Hybrid Machine Learning and Deep Learning-Based Intrusion Detection System for IoT Network Security Using Python
DOI:
https://doi.org/10.70917/ijcisim-2026-3022Keywords:
IoT Security, Intrusion Detection System, Machine Learning, Deep Learning, CNN, LSTM, CNN-LSTM, XGBoost, Network Security, Python Implementation, CybersecurityAbstract
The rapid expansion of Internet of Things (IoT) networks has increased the attack surface of connected systems used in smart homes, healthcare, transportation, industrial automation, agriculture, and critical infrastructure.
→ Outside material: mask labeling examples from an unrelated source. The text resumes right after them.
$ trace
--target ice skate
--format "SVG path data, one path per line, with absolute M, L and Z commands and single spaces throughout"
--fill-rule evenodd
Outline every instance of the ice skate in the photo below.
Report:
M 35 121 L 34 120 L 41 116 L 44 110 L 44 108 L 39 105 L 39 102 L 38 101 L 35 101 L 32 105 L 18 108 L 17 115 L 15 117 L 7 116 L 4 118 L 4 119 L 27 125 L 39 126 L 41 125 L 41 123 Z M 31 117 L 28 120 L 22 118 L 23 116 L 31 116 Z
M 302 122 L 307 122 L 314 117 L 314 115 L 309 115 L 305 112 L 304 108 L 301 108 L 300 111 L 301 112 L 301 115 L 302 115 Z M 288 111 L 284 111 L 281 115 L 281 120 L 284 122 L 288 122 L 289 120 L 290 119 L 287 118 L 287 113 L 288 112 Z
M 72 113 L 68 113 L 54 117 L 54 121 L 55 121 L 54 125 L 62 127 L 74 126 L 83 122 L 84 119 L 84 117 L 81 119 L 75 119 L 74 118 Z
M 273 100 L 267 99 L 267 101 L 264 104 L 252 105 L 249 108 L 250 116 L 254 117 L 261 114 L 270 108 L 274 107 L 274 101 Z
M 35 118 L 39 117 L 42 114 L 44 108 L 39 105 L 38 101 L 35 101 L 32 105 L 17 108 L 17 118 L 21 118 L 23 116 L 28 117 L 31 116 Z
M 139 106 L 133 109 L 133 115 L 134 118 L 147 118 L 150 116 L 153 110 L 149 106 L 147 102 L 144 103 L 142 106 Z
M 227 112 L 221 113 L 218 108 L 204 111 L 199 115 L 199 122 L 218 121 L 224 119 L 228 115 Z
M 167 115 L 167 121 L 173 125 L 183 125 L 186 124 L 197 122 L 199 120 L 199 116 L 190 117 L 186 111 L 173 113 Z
IoT devices often operate with limited computation, memory, battery capacity, and security support, making them vulnerable to denial-of-service, botnet, probing, brute-force, spoofing, malware, and data injection attacks. Traditional signature-based intrusion detection systems are not sufficient for detecting unknown and evolving threats because they mainly rely on fixed attack patterns. This paper proposes a hybrid machine learning and deep learning-based intrusion detection system for IoT network security using Python. The proposed framework integrates data preprocessing, feature selection, machine learning classifiers, deep learning models, and hybrid decision fusion to improve attack detection accuracy and reduce false alarms. Random Forest, Support Vector Machine, Decision Tree, and XGBoost are considered as machine learning classifiers, while Deep Neural Network, Convolutional Neural Network, Long Short-Term Memory, and CNN-LSTM models are used for deep learning-based traffic analysis. The Python implementation uses Pandas, NumPy, Scikit-learn, TensorFlow/Keras, and Matplotlib for dataset handling, model training, performance evaluation, and visualization. The proposed hybrid ML-DL model is evaluated using accuracy, precision, recall, F1-score, false alarm rate, and confusion matrix analysis. The results demonstrate that hybrid fusion of classical machine learning and deep learning improves detection performance compared with individual models and provides a practical approach for real-time IoT intrusion detection.